Mais toutes les réponses apportées ne me satisfont pas (même si je ne remet pas en compte leur pertinence hein! ).

Ce qu'il y a, c'est que je trouve impossible de considérer la prostitution comme un "service". Comme le dit Sabrinalafraise, trop de psyché entre en compte: un acte sexuel n'est pas anodin, ne le sera jamais. Lors d'une relation sexuelle, le corps dit quelque chose, il entre tout entier en action jusqu'au moindre battement de coeur... et le cerveau entre tout autant en jeu, d'ailleurs ce n'est pas pour rien que l'excitation passe principalement par le mental.
Les liens entre corps et esprit sont très finement entrelacés, c'est aussi pour cela que le corps peut tomber malade si l'esprit ne va pas bien, sans parfois même que l'on s'en aperçoive (phénomène de somatisation, tout ça...). Mais effectivement, corps et esprit sont aussi séparables, et alors on parle de phénomène de décorporalisation... ce qui est effectivement une des "conditions" pour "bien" vivre la prostitution. Mais la décorporalisation est en elle-même une violence inouïe, il est extrêmement difficile de retrouver l'intégrité de son être après un tel phénomène. Si certains arrivent à le vivre sereinement et à s'en sortir indemne, grand bien leur fasse... Mais vouloir à tout prix revendiquer qu'il s'agit d'un métier, c'est juste impossible : la décorporalisation n'est pas une faculté que l'on apprend comme on apprend à faire les pointes si l'on est danseuse ou pétrir la pâte si l'on est boulanger, c'est le seul réflexe de défense que peut produire le corps fasse à ce qui lui est infligé. AUCUN autre métier ne repose sur une telle violence faite au corps, aucun.

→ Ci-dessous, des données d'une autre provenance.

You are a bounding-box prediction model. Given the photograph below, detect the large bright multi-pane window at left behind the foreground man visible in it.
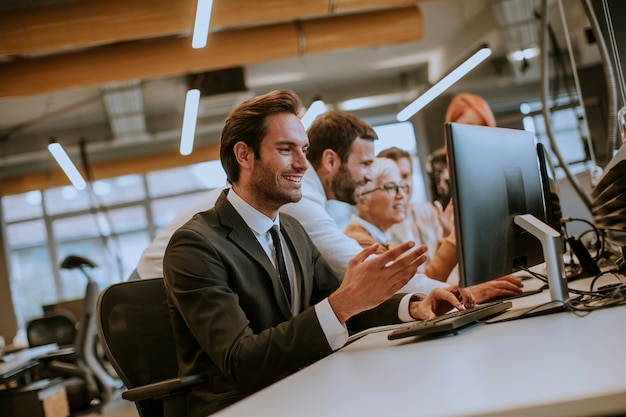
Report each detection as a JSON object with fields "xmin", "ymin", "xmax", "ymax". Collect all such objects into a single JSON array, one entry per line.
[{"xmin": 2, "ymin": 161, "xmax": 226, "ymax": 328}]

Il est intéressant de noter que parmi tous les types d'agressions faites au corps, l'agression sexuelle est celle dont l'être humain à le plus de mal à se remettre et qui laisse le plus de séquelles: justement parce que, contrairement aux animaux pour qui le sexe a principalement une fonction reproductive et se produit à une période donnée dans le but de perpétuer l'espèce, chez l'être humain le sexe est une construction complexe qui comprend autant de communication que d'excitation.

Lorsqu'un corps subit un acte sexuel sans désir, le cerveau vit cela comme un nonsens, il n'offre que les protections dont il est capable. Si un petit nombre de femmes et d'hommes peuvent ranger tout cela au rang de service et sont satisfaits de vivre cette situation, tant mieux pour eux (il vaut mieux le vivre bien que mal ça c'est sûr!), mais demander à la société d'accepter cet état de fait quand pour la majorité la prostitution est le berceau d'une vie de violence et de misère... Je pense que ça ne serait qu'un pas de plus vers l'irrespect et la déshumanisation.

Et je réitère ce que j'ai dit dans mon précédent post : la prostitution façonne la manière dont les hommes perçoivent toutes les femmes dans leur ensemble. J'avais lu un article intéressant sur l'un des états américains ayant légalisé la prostitution et les bordels, le nombre d'agression verbales faites aux femmes n'avait fait que croître depuis la légalisation!

Notre société repose sur le patriarcat, la prostitution en est un des fruits... lorsqu'une partie de la population se sent privilégiée au point de pouvoir se payer l'intimité physique d'autrui avec aussi peu d'impunité, je crois qu'il y a un sérieux problème quelque part.